Photo Credit Xavier Badosa's | Licensed as CC BY 2.0
In 2016, Bob Dylan was awarded the Nobel Prize in Literature for ‘having created new poetic expressions within the great American song tradition,’ a fitting honor for a musician whose words have long been treated as literature. For decades, critics and fans have poured over his work, but what happens when we ask a Large Language Model (LLM)—the same AI technology behind tools like ChatGPT—to sift through every word Dylan wrote between 1962 and 2012? A recent research project applied the power of Network Science and “Distant Reading,” a method championed by scholar Franco Moretti, to find out. The results offer the first-ever quantitative map of one of modern music’s most elusive minds.
The Unstoppable Rise of Metaphor
The AI analysis confirmed what many critics have sensed: Dylan’s writing steadily grows more oblique. The data, however, put a precise number on this shift. By charting the connections (or “edges”) between ideas in his songs, the LLM showed that the share of metaphorical expressions rose consistently across six decades. Where the 1960s saw a near balance, the percentage of metaphors continued to climb, crowding out plainspoken language. This long-term, gradual change, too subtle for the “naked eye” to track, provides hard evidence for Dylan’s growing complexity. Interestingly, the model also tagged these metaphorical expressions as often carrying a more negative emotional tone on average than his literal statements.

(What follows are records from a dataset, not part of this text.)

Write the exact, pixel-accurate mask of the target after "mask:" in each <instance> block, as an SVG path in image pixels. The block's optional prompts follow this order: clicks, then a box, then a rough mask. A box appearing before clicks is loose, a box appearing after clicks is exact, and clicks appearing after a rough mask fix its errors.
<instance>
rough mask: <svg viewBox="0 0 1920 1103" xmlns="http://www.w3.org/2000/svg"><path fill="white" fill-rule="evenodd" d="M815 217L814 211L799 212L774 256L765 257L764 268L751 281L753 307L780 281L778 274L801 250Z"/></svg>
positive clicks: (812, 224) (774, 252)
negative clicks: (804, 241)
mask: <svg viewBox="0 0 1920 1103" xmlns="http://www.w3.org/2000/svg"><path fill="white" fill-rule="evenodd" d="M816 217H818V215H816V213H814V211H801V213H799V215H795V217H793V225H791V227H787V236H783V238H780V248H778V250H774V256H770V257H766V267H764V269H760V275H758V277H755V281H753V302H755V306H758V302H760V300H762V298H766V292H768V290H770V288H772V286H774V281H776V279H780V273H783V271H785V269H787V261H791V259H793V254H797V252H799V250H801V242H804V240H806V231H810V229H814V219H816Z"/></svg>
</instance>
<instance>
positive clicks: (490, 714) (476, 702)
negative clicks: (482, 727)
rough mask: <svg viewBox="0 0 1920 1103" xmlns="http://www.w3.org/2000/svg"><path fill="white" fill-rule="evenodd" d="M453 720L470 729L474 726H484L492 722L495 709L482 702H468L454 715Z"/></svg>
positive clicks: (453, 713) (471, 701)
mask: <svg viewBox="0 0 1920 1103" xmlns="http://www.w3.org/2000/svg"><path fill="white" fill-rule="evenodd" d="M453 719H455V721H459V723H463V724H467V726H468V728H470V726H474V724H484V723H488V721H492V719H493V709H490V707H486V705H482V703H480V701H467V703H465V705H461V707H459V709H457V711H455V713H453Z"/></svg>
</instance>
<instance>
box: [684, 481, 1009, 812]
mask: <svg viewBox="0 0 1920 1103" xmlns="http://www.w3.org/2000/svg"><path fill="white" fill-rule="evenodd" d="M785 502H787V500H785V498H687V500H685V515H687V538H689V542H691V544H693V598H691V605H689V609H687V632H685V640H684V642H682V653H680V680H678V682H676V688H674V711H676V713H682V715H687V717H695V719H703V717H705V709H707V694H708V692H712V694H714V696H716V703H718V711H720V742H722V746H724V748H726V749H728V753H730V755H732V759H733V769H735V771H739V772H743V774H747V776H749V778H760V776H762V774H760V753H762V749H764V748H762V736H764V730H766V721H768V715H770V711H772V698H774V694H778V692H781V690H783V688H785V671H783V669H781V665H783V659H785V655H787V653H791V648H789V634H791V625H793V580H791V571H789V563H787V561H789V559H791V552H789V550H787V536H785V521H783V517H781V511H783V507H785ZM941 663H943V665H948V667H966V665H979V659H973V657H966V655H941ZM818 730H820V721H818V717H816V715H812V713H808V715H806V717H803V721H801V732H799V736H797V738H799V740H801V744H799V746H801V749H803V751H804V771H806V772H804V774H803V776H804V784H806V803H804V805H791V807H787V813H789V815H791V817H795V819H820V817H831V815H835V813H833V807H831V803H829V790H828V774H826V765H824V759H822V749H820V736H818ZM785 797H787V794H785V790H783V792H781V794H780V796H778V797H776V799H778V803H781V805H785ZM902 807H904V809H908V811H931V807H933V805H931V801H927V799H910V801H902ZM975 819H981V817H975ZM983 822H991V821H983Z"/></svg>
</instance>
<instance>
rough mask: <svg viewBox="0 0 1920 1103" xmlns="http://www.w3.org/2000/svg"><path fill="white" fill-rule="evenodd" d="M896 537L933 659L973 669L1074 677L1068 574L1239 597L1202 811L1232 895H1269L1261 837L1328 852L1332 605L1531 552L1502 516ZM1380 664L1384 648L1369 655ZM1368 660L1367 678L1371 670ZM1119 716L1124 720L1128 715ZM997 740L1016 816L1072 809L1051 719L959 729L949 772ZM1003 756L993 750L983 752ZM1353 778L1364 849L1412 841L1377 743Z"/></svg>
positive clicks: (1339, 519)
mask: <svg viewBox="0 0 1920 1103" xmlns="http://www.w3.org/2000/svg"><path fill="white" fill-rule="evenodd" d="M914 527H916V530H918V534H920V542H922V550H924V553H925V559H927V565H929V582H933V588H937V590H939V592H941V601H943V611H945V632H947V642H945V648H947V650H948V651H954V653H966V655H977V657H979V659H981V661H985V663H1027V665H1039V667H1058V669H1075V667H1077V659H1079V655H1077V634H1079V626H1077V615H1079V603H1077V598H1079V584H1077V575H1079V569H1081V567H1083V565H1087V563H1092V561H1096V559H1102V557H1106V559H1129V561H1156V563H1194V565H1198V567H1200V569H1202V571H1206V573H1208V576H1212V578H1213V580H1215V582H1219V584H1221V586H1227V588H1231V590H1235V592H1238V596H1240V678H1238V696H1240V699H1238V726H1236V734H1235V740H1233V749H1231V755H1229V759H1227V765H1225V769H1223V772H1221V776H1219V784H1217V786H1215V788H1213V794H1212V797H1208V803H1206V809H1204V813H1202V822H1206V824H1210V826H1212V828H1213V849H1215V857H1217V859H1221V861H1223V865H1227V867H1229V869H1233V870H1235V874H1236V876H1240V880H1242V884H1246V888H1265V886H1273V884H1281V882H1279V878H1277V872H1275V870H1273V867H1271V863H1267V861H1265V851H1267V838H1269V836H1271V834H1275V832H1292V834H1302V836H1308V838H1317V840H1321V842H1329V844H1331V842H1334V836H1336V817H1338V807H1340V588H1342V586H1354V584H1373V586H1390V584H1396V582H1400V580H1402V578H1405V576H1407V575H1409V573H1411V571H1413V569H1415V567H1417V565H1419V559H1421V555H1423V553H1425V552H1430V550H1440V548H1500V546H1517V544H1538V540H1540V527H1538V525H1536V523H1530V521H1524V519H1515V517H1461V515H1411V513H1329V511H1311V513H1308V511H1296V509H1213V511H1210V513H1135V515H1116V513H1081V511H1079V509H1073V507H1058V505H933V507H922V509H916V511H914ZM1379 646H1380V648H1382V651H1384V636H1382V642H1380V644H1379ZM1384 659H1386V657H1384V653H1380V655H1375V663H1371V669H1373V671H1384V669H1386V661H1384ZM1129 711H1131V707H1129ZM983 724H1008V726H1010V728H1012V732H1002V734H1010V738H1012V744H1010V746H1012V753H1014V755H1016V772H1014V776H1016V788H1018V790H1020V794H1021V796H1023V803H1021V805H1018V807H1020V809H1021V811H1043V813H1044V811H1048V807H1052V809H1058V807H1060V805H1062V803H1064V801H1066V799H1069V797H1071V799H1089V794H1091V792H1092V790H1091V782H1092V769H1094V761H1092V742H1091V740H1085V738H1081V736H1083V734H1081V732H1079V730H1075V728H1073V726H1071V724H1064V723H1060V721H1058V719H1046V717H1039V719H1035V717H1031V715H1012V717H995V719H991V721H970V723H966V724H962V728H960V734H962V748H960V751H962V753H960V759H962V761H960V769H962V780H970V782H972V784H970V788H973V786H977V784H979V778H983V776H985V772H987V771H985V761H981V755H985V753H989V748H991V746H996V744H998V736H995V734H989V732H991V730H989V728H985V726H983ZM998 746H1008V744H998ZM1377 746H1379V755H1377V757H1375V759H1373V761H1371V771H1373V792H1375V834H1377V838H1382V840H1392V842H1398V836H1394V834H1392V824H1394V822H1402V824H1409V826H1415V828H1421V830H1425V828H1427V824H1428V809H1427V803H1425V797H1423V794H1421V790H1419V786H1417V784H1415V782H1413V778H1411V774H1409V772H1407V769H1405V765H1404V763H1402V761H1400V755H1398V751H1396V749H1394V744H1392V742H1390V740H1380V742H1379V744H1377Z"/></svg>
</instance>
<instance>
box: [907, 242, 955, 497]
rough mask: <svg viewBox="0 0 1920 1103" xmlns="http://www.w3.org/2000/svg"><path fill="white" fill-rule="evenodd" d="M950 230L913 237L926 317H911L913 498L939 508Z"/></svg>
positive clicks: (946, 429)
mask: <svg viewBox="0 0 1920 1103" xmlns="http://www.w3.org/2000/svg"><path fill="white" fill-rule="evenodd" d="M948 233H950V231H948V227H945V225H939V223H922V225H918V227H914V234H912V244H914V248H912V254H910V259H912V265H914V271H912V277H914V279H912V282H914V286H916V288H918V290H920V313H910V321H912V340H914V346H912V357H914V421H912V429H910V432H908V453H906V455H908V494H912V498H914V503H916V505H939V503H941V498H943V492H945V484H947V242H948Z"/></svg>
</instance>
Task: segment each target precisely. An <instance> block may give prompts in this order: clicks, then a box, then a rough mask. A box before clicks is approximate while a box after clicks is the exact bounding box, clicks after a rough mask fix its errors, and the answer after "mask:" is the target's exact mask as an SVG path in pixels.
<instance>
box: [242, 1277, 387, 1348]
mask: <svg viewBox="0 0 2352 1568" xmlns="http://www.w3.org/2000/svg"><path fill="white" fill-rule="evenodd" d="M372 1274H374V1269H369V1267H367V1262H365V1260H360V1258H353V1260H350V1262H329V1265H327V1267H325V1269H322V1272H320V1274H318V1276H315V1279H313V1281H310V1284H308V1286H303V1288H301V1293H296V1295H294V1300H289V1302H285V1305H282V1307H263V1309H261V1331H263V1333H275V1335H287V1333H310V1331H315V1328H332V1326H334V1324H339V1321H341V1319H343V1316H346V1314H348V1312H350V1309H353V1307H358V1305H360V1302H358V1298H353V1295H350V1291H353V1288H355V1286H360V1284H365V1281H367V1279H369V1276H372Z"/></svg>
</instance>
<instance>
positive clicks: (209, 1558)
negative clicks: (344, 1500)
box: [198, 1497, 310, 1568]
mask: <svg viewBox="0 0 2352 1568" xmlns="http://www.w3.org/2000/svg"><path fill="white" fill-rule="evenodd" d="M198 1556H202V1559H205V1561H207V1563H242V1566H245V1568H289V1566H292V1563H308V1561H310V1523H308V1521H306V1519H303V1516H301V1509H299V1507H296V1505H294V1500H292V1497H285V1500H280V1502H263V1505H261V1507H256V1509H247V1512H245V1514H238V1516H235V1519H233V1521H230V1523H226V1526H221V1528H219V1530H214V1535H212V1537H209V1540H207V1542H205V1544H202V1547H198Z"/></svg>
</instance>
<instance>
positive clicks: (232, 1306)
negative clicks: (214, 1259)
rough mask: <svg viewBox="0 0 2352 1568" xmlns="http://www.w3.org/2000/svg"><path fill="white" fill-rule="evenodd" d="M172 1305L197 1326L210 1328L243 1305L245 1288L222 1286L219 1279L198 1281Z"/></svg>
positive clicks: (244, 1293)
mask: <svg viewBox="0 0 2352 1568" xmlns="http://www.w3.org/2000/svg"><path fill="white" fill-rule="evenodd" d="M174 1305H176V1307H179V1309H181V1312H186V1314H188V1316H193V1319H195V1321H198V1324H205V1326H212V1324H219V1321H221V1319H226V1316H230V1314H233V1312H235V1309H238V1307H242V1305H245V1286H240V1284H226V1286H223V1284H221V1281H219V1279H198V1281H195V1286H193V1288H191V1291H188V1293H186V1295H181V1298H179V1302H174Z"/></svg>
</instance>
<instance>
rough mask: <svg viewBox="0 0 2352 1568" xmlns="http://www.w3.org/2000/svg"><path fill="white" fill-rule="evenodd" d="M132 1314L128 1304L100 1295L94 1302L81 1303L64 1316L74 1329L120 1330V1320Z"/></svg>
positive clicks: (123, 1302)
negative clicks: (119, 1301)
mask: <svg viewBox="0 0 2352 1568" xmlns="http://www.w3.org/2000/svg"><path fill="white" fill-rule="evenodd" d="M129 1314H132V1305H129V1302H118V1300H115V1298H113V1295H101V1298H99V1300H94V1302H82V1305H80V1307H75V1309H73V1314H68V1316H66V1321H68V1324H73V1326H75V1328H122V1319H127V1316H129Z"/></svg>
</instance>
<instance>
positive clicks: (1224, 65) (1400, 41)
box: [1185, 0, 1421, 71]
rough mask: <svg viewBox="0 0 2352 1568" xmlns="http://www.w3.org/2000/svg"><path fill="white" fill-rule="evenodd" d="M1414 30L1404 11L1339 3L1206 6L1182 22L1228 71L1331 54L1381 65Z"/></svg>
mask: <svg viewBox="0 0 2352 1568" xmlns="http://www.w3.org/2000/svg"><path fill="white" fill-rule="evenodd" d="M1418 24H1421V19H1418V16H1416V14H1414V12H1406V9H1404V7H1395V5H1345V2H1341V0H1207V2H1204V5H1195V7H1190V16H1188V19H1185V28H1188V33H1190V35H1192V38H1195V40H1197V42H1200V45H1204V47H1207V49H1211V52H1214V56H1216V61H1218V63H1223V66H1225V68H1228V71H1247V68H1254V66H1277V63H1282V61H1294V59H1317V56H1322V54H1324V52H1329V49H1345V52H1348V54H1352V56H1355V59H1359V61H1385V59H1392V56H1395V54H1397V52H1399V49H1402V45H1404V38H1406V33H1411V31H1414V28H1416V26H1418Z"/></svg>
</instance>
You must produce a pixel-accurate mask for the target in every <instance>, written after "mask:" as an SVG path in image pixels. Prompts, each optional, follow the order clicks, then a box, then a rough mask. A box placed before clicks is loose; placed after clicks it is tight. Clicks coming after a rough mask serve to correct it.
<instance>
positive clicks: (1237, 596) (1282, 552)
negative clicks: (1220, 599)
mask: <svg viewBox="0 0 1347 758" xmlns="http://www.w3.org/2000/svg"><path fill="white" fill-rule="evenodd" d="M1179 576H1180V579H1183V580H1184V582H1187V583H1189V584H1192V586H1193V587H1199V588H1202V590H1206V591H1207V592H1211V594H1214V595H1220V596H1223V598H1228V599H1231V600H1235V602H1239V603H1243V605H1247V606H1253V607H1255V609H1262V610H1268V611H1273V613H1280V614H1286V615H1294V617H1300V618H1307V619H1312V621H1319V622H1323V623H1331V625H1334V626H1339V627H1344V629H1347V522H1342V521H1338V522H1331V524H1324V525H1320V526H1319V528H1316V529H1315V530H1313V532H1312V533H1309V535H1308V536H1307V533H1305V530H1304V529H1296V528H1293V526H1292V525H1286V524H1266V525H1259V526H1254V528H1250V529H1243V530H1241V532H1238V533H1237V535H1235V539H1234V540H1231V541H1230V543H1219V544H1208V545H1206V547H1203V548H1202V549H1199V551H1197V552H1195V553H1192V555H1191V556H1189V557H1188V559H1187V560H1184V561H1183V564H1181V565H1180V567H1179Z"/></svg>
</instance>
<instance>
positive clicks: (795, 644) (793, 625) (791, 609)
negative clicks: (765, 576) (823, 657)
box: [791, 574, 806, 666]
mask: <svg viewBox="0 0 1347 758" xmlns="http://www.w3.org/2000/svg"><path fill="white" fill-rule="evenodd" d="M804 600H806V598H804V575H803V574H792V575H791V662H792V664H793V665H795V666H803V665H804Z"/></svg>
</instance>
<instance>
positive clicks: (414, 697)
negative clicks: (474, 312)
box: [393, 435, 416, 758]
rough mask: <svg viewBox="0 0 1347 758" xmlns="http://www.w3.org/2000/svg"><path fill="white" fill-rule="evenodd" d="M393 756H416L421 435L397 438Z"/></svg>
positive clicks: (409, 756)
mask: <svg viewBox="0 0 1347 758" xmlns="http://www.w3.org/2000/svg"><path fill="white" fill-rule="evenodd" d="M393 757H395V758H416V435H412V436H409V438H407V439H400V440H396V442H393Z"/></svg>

Quantifying the ‘Complete Unknown’
The study also provided numerical proof of Dylan’s famous “dishabituation”—the deliberate disruption of expectations that legal scholar Cass Sunstein noted keeps his audience engaged. By measuring how often a song mixes its most central, common themes with peripheral, unexpected imagery, the researchers created an index for unpredictability. This index spiked dramatically in the 1980s, a decade musicologists often call Dylan’s most wayward, when he veered from gospel rock to folk revival to synth-pop, creating a unique mesh where explicitly religious vocabulary linked directly to worldly political critique. This quantification of surprise validates the spirit of an artist who remains, as his own lyric suggests, ‘a complete unknown.’
The Macroscope for Modern Art
Ultimately, this analysis is not meant to replace the deeply personal act of close reading—after all, no algorithm can tell us why a song gives us chills. Instead, as digital humanities scholar Ted Underwood cautions, the AI acts as a ‘macroscope’—a tool that offers a fresh vantage point by visualizing vast data sets. By tracing the surge of protest themes in the 1960s, the introspective peak of love/romance in the 1970s, and the dark, reflective tone of the 1990s, the model provides an objective framework. It confirms theories, refutes folklore, and sparks new questions about how Dylan’s restless genius mirrored the cultural currents and his own life stages. It’s a powerful demonstration of how new quantitative tools can illuminate the rich, connected tapestry of great art.